Diatomées (microalgues à frustules siliceux). © LEMAR/IUEM


Diatomées (microalgues à frustules siliceux). © LEMAR/IUEM

D'une façon générale, le silicium peut être apporté à l'océan depuis:
- les continents, par les fleuves, les résurgences d'eau douce et les marges continentales, lesquels sont alimentés en silicium par - le lessivage des roches et sols siliceux par les pluies (la silice se dissout dans l'eau en donnant de l'acide silicique souvent dit "silice dissoute") ;
- les fonds marins par les sources hydrothermales profondes ;
l'atmosphère.

En 1995, un groupe international publiait dans Science (1) un article sur le budget du silicium dans l'océan mondial actuel, article qui donnait notamment une estimation des apports par les fleuves, les sources hydrothermales et l'atmosphère, les apports par les résurgences d'eau douce et par la dissolution des matériaux siliceux accumulés sur les marges continentales étant considérés alors comme négligeables. Cette publication, qui a fait date, est devenue l'un des piliers de la biogéochimie marine pour les observations de terrain, les expérimentations en laboratoire, les études de processus en mer et la validation de modèles.

Bénéficiant de nouvelles données rendues accessibles depuis lors, deux chercheurs du LEMAR, dont le premier auteur de l'article de 1995, ont repris ce travail en réalisant de nouvelles estimations incluant cette fois les résurgences et les marges continentales.

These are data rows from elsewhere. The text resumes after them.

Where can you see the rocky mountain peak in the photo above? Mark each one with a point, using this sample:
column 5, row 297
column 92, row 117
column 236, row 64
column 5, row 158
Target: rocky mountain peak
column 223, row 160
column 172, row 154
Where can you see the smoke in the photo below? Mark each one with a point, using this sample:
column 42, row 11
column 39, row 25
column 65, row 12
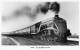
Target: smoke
column 55, row 7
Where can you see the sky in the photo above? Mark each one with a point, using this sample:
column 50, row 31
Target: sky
column 10, row 22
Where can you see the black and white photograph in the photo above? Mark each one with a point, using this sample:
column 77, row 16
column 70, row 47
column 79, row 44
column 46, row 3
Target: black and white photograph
column 48, row 23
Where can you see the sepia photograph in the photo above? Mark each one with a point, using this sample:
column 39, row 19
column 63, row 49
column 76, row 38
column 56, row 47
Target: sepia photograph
column 47, row 23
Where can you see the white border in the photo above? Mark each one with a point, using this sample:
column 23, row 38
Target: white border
column 28, row 47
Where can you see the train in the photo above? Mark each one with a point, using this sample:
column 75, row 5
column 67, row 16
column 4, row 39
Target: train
column 52, row 29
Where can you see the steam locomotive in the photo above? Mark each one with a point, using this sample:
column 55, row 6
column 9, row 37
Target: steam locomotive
column 53, row 29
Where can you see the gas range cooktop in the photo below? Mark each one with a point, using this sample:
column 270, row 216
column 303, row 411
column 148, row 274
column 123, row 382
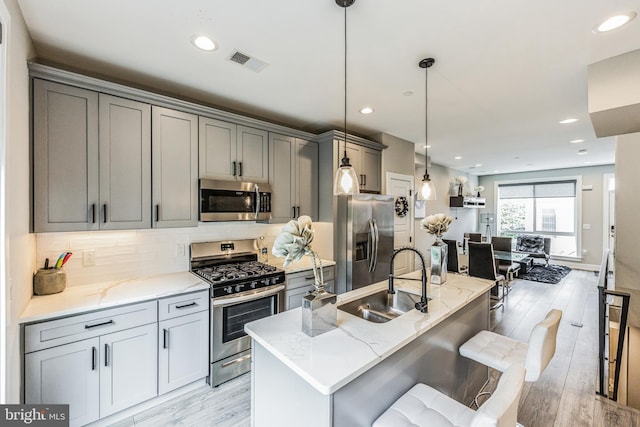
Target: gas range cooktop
column 230, row 267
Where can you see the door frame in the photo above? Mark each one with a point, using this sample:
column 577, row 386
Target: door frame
column 5, row 22
column 411, row 179
column 608, row 206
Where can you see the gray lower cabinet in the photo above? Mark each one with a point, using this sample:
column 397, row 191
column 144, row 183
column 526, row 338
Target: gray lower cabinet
column 232, row 152
column 106, row 361
column 128, row 368
column 293, row 173
column 183, row 340
column 91, row 160
column 174, row 168
column 68, row 374
column 300, row 284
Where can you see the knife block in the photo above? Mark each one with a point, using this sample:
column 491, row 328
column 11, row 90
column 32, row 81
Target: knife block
column 49, row 281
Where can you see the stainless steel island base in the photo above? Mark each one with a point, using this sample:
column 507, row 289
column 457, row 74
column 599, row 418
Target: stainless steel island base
column 281, row 397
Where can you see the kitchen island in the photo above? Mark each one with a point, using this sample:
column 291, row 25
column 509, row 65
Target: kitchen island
column 350, row 375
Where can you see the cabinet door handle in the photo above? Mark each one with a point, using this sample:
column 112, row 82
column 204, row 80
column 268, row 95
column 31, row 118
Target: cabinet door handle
column 109, row 322
column 191, row 304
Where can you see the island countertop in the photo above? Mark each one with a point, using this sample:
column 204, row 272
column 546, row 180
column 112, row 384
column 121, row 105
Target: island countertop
column 329, row 361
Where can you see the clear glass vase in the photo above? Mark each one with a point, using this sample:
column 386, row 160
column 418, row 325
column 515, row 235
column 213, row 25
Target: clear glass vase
column 439, row 255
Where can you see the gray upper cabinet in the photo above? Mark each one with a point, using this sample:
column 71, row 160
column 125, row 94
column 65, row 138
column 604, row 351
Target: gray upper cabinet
column 65, row 155
column 91, row 160
column 125, row 170
column 174, row 168
column 294, row 176
column 233, row 152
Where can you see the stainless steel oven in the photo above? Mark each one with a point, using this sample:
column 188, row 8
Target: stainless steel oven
column 242, row 290
column 234, row 201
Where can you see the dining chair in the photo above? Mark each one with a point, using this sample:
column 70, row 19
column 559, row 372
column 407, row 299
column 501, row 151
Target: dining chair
column 508, row 268
column 423, row 405
column 500, row 352
column 453, row 257
column 473, row 237
column 482, row 264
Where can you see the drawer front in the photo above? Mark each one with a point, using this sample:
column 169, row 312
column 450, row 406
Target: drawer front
column 184, row 304
column 305, row 278
column 43, row 335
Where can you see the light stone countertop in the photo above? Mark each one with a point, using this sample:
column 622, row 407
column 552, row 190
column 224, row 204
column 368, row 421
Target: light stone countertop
column 331, row 360
column 302, row 264
column 82, row 299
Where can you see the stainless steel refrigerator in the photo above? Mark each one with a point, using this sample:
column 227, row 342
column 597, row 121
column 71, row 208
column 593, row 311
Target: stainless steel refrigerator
column 363, row 240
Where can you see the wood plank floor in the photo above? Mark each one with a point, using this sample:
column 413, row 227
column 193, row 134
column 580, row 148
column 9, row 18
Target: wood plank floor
column 563, row 397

Ils ont montré que les apports nets de silicium à l'océan mondial en provenance des continents avaient été largement sous-évalués. Si les apports des fleuves (essentiellement ceux des grands fleuves de la zone tropicale et équatoriale) restent prédominants (61 % du total des apports), ceux provenant des marges continentales représentent 20 % du total et ne peuvent donc plus être négligés. Quand aux apports des résurgences d'eau douce à l'océan côtier, ils s'avèrent aussi importants que ceux des sources hydrothermales profondes et de l'atmosphère, lesquels sont d'égale importance.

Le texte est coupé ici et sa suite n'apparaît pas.